No obstante, el film también adolece de algunos defectos que impiden que pueda considerarse una auténtica obra maestra. En primer lugar, pese a lo sostenido del ritmo narrativo, a la historia le falta capacidad de elipsis. Hay demasiadas escenas que podrían haberse acortado, y que pierden fuerza dramática precisamente por alargarse en exceso. A esto hay que añadirle el hecho de que el desarrollo de la mayor parte de los personajes secundarios es bastante pobre, pese a que el metraje daba para un mayor juego de estos. De haberse pulido más estos aspectos, indudablemente la trilogía de Kobayashi habría pasado a la historia del Séptimo Arte como una de las grandes obras antibélicas de todos los tiempos.
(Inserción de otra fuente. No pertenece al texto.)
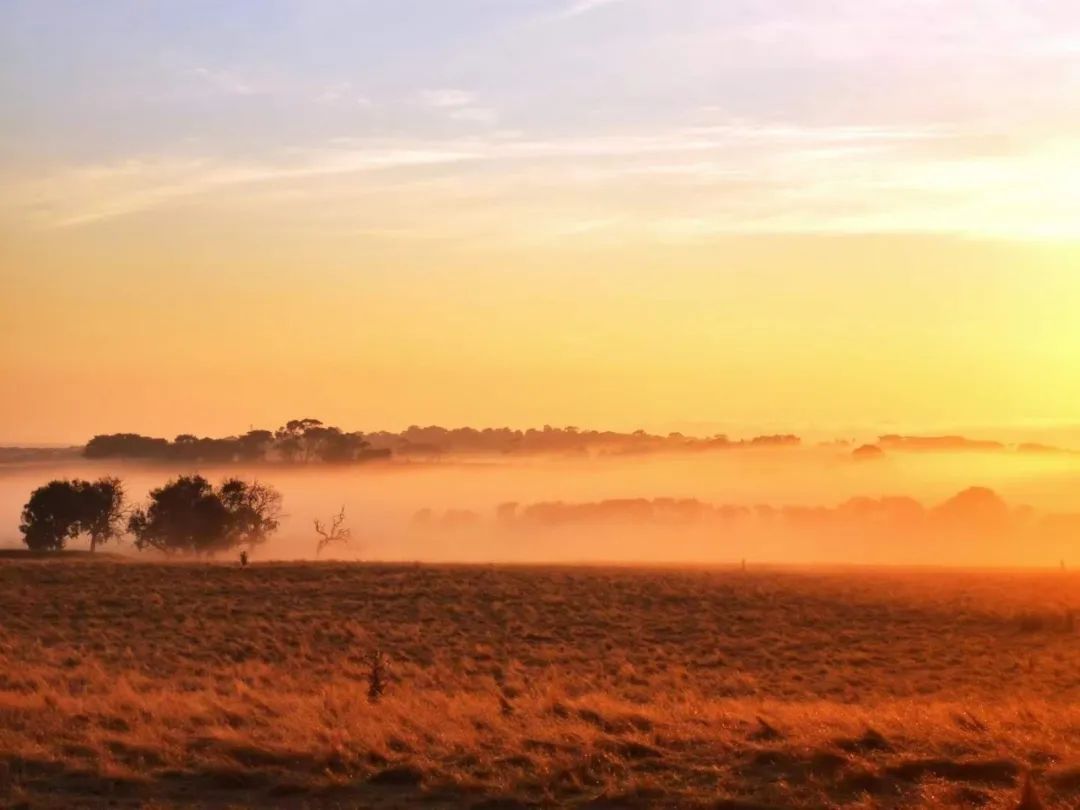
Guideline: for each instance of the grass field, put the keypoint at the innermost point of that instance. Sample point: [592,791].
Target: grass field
[161,686]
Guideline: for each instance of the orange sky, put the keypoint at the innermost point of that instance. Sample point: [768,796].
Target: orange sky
[214,221]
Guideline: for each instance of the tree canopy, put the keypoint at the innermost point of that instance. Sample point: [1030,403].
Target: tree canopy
[189,515]
[63,510]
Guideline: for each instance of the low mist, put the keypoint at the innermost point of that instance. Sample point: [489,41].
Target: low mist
[763,505]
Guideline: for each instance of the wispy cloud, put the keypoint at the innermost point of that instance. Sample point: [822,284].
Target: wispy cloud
[682,184]
[447,97]
[582,7]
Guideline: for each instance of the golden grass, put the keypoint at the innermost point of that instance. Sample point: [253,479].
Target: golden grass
[165,686]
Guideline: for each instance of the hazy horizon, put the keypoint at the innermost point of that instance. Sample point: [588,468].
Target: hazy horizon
[621,214]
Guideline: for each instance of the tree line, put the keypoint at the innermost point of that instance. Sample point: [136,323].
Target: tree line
[186,515]
[298,441]
[307,441]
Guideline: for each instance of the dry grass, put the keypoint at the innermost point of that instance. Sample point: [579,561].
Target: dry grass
[161,686]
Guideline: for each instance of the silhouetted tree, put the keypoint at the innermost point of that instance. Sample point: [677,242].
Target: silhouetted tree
[189,516]
[62,510]
[103,510]
[336,532]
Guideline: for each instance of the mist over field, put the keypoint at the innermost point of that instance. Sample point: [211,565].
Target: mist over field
[810,504]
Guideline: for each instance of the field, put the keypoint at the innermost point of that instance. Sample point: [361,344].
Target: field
[196,685]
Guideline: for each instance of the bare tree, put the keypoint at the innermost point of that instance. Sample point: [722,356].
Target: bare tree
[337,532]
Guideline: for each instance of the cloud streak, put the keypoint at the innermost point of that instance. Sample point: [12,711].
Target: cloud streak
[679,184]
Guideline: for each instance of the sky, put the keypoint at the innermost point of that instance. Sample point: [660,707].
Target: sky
[815,215]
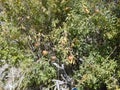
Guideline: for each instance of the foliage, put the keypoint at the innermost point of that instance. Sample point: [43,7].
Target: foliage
[34,34]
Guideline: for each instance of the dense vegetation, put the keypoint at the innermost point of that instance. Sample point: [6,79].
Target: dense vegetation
[84,35]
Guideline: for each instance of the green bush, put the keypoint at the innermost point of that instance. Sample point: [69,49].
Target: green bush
[33,32]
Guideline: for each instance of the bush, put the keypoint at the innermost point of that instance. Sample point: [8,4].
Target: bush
[33,35]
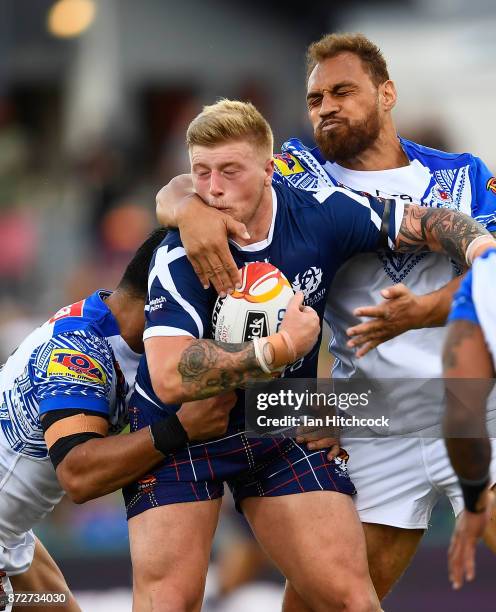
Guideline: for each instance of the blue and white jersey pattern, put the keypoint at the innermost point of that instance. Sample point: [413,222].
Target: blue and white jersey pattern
[476,299]
[76,360]
[433,178]
[311,235]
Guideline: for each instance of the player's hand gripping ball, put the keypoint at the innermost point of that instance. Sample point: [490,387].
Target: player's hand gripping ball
[256,309]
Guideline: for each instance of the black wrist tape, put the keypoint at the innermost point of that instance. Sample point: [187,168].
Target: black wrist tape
[472,490]
[168,435]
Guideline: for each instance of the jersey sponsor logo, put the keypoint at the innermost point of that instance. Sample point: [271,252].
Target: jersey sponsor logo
[75,365]
[256,325]
[287,164]
[308,281]
[73,310]
[491,185]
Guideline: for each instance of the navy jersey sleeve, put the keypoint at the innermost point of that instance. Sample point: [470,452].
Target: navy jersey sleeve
[177,304]
[463,307]
[357,224]
[73,370]
[484,194]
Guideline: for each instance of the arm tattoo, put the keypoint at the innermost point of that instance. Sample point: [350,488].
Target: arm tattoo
[208,367]
[437,229]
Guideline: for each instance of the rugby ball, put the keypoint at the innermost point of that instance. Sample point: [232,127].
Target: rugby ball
[256,309]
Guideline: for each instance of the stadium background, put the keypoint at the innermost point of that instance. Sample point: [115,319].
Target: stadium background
[92,124]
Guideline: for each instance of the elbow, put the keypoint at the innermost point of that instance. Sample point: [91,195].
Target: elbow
[75,489]
[74,483]
[167,391]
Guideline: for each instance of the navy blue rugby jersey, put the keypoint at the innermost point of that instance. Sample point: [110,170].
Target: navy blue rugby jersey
[311,236]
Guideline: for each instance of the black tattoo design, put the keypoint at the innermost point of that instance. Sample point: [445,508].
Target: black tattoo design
[208,367]
[437,229]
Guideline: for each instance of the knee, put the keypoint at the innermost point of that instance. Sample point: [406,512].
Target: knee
[361,602]
[164,596]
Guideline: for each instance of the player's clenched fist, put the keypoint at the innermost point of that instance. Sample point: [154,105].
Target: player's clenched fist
[302,325]
[206,418]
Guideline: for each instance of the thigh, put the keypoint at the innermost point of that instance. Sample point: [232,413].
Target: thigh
[389,552]
[317,541]
[44,576]
[393,484]
[170,549]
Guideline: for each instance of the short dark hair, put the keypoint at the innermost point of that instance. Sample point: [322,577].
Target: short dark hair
[135,278]
[331,45]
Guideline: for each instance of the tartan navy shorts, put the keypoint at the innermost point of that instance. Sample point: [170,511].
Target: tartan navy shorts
[252,467]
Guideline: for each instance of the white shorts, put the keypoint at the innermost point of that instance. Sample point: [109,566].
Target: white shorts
[29,489]
[400,480]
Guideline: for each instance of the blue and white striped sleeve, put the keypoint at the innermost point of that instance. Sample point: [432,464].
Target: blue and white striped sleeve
[360,223]
[177,304]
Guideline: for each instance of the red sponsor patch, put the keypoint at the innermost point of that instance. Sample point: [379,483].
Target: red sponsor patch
[73,310]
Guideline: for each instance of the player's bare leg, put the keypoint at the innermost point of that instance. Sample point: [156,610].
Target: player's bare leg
[490,533]
[389,551]
[170,550]
[317,542]
[44,576]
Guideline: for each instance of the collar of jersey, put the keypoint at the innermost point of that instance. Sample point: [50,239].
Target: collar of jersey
[263,244]
[95,308]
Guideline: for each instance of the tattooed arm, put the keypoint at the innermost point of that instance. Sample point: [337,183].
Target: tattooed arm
[183,369]
[437,229]
[467,366]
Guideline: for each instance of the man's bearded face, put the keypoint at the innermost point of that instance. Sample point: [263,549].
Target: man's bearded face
[344,139]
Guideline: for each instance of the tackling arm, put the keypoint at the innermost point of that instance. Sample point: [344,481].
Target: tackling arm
[440,230]
[95,466]
[204,232]
[183,368]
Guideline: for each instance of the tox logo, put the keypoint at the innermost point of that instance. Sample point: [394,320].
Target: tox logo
[75,364]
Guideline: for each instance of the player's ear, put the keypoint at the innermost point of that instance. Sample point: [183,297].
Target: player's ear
[387,95]
[269,171]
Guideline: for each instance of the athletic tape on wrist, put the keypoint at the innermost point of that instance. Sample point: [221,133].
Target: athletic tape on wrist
[258,346]
[289,344]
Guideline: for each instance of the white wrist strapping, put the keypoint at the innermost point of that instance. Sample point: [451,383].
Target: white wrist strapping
[258,346]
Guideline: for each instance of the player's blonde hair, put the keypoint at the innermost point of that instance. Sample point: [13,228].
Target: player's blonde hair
[230,120]
[331,45]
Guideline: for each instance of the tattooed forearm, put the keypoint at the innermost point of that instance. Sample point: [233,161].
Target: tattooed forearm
[208,368]
[437,229]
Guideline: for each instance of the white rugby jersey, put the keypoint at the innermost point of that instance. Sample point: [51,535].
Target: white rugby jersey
[76,360]
[433,178]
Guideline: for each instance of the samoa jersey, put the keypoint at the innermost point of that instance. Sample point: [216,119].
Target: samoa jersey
[76,360]
[476,299]
[433,178]
[310,236]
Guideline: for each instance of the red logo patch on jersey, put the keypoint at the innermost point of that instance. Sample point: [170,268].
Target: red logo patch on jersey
[67,363]
[73,310]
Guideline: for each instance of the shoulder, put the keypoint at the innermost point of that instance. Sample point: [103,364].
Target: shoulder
[420,152]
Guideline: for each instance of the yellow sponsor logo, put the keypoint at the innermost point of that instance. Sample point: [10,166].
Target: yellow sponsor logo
[287,164]
[76,365]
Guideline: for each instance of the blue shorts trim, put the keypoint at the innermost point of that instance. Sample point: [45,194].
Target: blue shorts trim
[252,467]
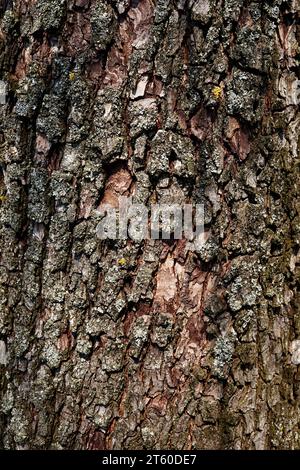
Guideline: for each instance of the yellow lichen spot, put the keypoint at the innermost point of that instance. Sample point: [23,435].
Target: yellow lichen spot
[122,262]
[217,91]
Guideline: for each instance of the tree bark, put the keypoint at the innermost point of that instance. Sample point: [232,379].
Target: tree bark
[168,101]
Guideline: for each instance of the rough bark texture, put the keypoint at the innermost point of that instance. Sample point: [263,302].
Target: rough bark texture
[173,100]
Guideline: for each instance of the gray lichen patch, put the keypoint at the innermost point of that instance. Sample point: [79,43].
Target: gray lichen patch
[48,14]
[222,353]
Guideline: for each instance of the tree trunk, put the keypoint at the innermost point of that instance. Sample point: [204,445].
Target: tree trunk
[117,344]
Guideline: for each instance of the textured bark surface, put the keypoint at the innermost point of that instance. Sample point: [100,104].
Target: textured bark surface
[167,101]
En cualquier caso, no cabe duda que esta primera parte de La Condición Humana es una de esas películas que en inglés se denominan must see. Un film de obligado visionado que sorprende por su dureza, honestidad y realismo. Una de las mejores películas del cine japonés.

Calificación: 7,5/10

5 comentarios:

miquel zueras dijo...

Se dice que es la mejor producción anti bélica sobre la Segunda Guerra Mundial. Hace tiempo que deseaba verla y ahora sé que puedo conseguir un DVD en La papaya verde, un video club de Barcelona especializado en cina asiático. Saludos, seguro que será una película imprescindible. Borgo.

Von Kleist dijo...

Buenas Miquel

Gracias por el apunte. Personalmente no creo que sea "la mejor" película antibélica sobre la II GM, aunque desde luego está entre las mejores. Sobre todo esta primera entrega de la trilogía, toda una denuncia de las maldades de la ocupación japonesa de Manchuria, con el mérito añadido de provenir de un realizador japonés. La segunda entrega, que comentaré próximamente, es algo inferior a esta.

Saludos

miquel zueras dijo...

Por cierto, Von Kleist ¿recibiste el e-mail sobre la portada de Hassel "Grofaz"? Saludos. Borgo.

Batiatus dijo...

Pues yo creía que se basaba en la novela de Malraux y por eso no la ví. Se me hizo infumable que en las primera páginas el prota se pusiera a filosofar justo antes de apuñalar a una víticma cuyo asesinato le habían encargado. Puedo creer que un asesino tenga ganas de filosofar, pero no va a pasarse minutos y minutos meditando justo en un momento como ese. Vamos, como los capítulos de media hora de recuerdos y mónologo interior de la serie de Oliver y Benji donde el prota se pasa recordando interminablemente su pasado justo antes de tirar un penal. Si yo fuera el DT ya le tiraría una bronca por ponerse a eso cuando lo que tiene que hacer es definir.

Me sorprende el análisis, yo tenía entendido que el talón de aquiles del cine japonés era precisamente su poca autocrítica. Ví el alimrante Yamatomo de Mifume, el arpa birmana, y otra peli sobre un acorazado al que mandan en misión suicida sin que en ningún momento se critique semejanta barbaridad, y no me quedó más ganas de cine japonés sobre la IIGM.

A lo mejor me animo con esta.

Von Kleist dijo...

Buenas Quinto Léntulo

No, no se trata de una adaptación de la novela de Malraux. Eso sí, es una película que se detiene en explicar cada parte de la narración con bastante detenimiento. Esta primera parte no resulta pesada, aunque sí tiene tramos que se hacen algo lentos, mientras que la segunda entrega me pareció algo más carente de ritmo narrativo.

En cuanto al tema de la autocrítica, es precisamente ese aspecto el que hace de esta película todo un hito dentro del cine nipón, muy propenso al victimismo, al maniqueismo histórico e incluso al falseamiento de la verdad de los hechos cuando se trata de abordar el tema de la II GM.